This is a retrospective, uncontrolled, single-center study including patients with NMOSD and MOGAD treated with RTX from January 2008 to January 2022 at the Regional Reference Centre for Multiple Sclerosis (C.RE.S.M.), San Luigi University Hospital, Orbassano, Italy. The aims of this study are to report a single-center experience of RTX treatment in patients with NMOSD and MOGAD, and to evaluate the effect of a personalized treatment approach based on CD27-positive B-cell monitoring on efficacy, infusion rates, and safety.

Compliance with Ethics Guidelines

This study was notified and approved by the local ethical committee (approval number 9583/2019), and patients signed written informed consent before treatment monitoring, and for collection and storage of blood samples at CRESM Biobank (approval number 18390/2019).
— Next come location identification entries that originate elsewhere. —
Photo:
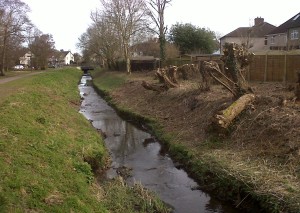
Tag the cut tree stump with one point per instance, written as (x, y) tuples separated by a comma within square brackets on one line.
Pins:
[(153, 87), (223, 119)]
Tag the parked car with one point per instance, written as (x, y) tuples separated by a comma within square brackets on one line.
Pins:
[(18, 67)]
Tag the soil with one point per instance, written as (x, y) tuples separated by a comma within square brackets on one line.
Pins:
[(261, 147)]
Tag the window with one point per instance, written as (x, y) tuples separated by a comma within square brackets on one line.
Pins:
[(272, 40), (294, 34), (266, 41)]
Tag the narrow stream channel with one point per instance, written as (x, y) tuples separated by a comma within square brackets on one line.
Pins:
[(138, 151)]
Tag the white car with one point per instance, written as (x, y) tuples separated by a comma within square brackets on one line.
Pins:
[(19, 67)]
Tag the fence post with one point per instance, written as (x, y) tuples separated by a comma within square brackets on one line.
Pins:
[(284, 69), (266, 67)]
This study was conducted in accordance with the Declaration of Helsinki.

Patients

Patients were included in the analysis if they had: (1) a diagnosis of NMOSD based on 2015 diagnostic criteria, independently of autoantibody status (e.g., AQP4-IgG, or double-negative) [1] or a diagnosis of MOGAD; and (2) if they had reached at least 1 year of follow-up after CD27 monitoring start. AQP4-IgG and MOG-IgG autoantibodies were all measured at San Luigi University Hospital laboratory. Commercial fixed cell-based immunofluorescent assay was used for AQP4-IgG (Euroimmun), while homemade live cell-based fluorescent cell-counter assay (FACS) was used to detect MOG-IgG.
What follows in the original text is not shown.